A Câmara Municipal de Albufeira decidiu reduzir horários de funcionamento de lojas de conveniência, bares e discotecas para mitigar o ruído em zonas de especial prevenção ruidosa e numa faixa de cinco quilómetros. A medida entrou em vigor esta segunda-feira.

Segundo o despacho municipal, lojas de conveniência, garrafeiras e minimercados passam a fechar às 23h00, em vez de meia-noite; bares encerram às 03h00, em vez de 04h00; discotecas fecham às 05h00, em vez de 06h00. O controlo sonoro é limitado a 74 decibéis.

A Associação Comercial de Albufeira (ACALB) já expressou preocupações quanto à legalidade e ao impacto económico das medidas, afirmando ter recebido diversos pedidos de esclarecimento por parte de empresários.

Sérgio Brito, presidente da ACALB, disse à Lusa que as mudanças foram decididas sem auscultação dos parceiros sociais e sem avaliação prévia do impacto económico. A associação questiona a fundamentação do despacho.

A instituição também discute a instalação de medidores exteriores de ruído com o limite de 74 decibéis, alegando que esplanadas ou conversas normais podem exceder o valor permitido, o que poderá limitar a atividade de restauração.

De acordo com a ACALB, mais de 400 estabelecimentos podem ficar abrangidos pela medida, num raio de cinco quilómetros, incluindo zonas menos associadas ao turismo de alto fluxo. A associação aponta custos e dificuldades técnicas de implementação.

Brito indicou ainda que a Câmara não teria ouvido os comerciantes, apesar de um plano de mitigação ter sido apresentado em maio. O setor afirma estar disponível para colaborar, desde que haja diálogo e soluções equilibradas.

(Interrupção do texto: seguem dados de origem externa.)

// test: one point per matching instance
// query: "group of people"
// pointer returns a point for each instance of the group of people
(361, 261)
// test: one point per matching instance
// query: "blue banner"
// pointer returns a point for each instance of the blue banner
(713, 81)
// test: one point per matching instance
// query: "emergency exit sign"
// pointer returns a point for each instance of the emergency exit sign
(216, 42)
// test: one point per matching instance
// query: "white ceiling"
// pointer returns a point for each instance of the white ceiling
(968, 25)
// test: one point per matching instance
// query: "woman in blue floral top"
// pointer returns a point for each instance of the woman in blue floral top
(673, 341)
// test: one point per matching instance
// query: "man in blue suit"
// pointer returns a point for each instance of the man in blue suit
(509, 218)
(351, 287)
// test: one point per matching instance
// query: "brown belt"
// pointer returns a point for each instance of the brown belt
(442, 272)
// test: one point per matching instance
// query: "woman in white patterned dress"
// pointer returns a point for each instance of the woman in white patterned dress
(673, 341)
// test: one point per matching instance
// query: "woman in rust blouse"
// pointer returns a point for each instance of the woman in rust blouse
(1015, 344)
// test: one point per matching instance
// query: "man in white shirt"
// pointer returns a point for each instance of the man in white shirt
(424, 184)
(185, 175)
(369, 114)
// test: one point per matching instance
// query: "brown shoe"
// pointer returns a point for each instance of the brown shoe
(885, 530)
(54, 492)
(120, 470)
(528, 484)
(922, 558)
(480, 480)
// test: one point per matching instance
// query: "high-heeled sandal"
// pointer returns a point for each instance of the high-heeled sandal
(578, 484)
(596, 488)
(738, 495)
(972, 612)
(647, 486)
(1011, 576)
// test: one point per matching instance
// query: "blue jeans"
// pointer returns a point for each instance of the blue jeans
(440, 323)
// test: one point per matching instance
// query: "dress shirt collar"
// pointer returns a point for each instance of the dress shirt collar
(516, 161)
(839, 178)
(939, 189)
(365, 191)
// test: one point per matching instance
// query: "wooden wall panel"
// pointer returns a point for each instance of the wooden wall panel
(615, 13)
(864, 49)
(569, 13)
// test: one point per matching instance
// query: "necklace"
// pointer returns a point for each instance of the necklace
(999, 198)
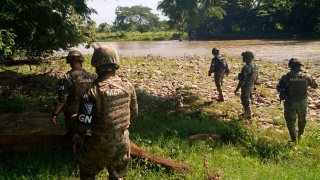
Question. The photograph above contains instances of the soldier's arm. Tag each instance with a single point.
(133, 105)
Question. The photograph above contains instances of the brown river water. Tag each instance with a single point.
(271, 50)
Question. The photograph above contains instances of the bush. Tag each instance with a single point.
(15, 103)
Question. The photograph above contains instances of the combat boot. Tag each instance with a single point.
(247, 113)
(220, 97)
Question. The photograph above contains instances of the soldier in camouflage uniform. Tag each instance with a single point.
(71, 89)
(247, 79)
(104, 118)
(219, 67)
(294, 86)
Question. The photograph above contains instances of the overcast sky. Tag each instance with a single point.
(106, 8)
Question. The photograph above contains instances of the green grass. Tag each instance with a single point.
(245, 151)
(138, 36)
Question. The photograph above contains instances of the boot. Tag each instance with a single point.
(220, 97)
(247, 113)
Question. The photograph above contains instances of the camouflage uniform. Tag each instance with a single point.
(71, 90)
(113, 105)
(219, 67)
(295, 84)
(247, 79)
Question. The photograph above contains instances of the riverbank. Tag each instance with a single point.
(175, 35)
(177, 100)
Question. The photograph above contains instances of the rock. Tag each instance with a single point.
(158, 72)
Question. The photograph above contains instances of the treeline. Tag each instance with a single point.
(42, 27)
(135, 19)
(204, 19)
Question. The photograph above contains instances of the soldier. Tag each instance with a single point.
(71, 90)
(247, 79)
(104, 118)
(219, 67)
(293, 88)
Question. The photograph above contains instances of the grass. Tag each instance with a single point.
(138, 36)
(245, 150)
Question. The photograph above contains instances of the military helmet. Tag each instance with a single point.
(294, 62)
(215, 51)
(104, 55)
(74, 55)
(248, 55)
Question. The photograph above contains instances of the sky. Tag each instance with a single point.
(106, 8)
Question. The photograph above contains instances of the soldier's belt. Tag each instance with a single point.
(116, 133)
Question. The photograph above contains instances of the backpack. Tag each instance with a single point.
(296, 86)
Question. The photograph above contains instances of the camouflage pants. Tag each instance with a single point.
(111, 151)
(218, 80)
(69, 123)
(246, 92)
(291, 110)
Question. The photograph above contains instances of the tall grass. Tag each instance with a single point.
(138, 36)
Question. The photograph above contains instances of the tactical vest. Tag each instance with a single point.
(113, 113)
(253, 74)
(81, 81)
(219, 65)
(296, 87)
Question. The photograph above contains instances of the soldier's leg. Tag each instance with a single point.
(218, 81)
(69, 124)
(290, 117)
(118, 168)
(302, 114)
(245, 101)
(90, 158)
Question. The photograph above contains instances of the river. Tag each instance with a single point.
(272, 50)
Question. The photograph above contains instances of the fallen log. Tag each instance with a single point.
(204, 136)
(11, 142)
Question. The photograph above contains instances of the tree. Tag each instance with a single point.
(191, 14)
(136, 18)
(104, 28)
(41, 27)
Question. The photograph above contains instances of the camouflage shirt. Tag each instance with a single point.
(72, 87)
(295, 85)
(115, 105)
(249, 75)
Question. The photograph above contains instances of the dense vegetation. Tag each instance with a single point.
(204, 18)
(138, 36)
(173, 104)
(42, 27)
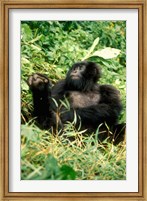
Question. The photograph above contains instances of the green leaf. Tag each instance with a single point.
(96, 41)
(107, 53)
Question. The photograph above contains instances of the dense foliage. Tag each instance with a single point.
(51, 47)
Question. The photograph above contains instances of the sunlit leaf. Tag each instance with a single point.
(107, 53)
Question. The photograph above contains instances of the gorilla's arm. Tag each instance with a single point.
(107, 110)
(40, 87)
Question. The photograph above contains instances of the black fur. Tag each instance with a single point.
(94, 104)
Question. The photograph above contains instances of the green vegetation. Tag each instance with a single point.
(51, 47)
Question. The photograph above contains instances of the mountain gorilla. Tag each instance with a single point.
(92, 103)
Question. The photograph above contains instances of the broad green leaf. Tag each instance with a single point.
(35, 47)
(36, 39)
(107, 53)
(24, 60)
(96, 41)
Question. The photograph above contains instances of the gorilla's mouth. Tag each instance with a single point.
(75, 77)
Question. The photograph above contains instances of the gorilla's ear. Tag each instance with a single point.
(97, 72)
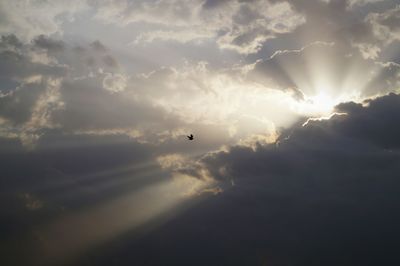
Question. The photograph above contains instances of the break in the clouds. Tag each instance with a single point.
(291, 103)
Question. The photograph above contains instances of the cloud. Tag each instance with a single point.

A ACALB acrescenta que as medidas poderão impactar não apenas a restauração, mas toda a cadeia de valor do turismo. O entendimento da associação é manter o diálogo com a autarquia para soluções que minimizem prejuízos.

Reações e próximos passos

A associação afirma que continuará a acompanhar a aplicação das regras e a esclarecer os empresários, ao mesmo tempo que busca dialogar com a Câmara para ajustes que salvaguardem a animação turística de Albufeira.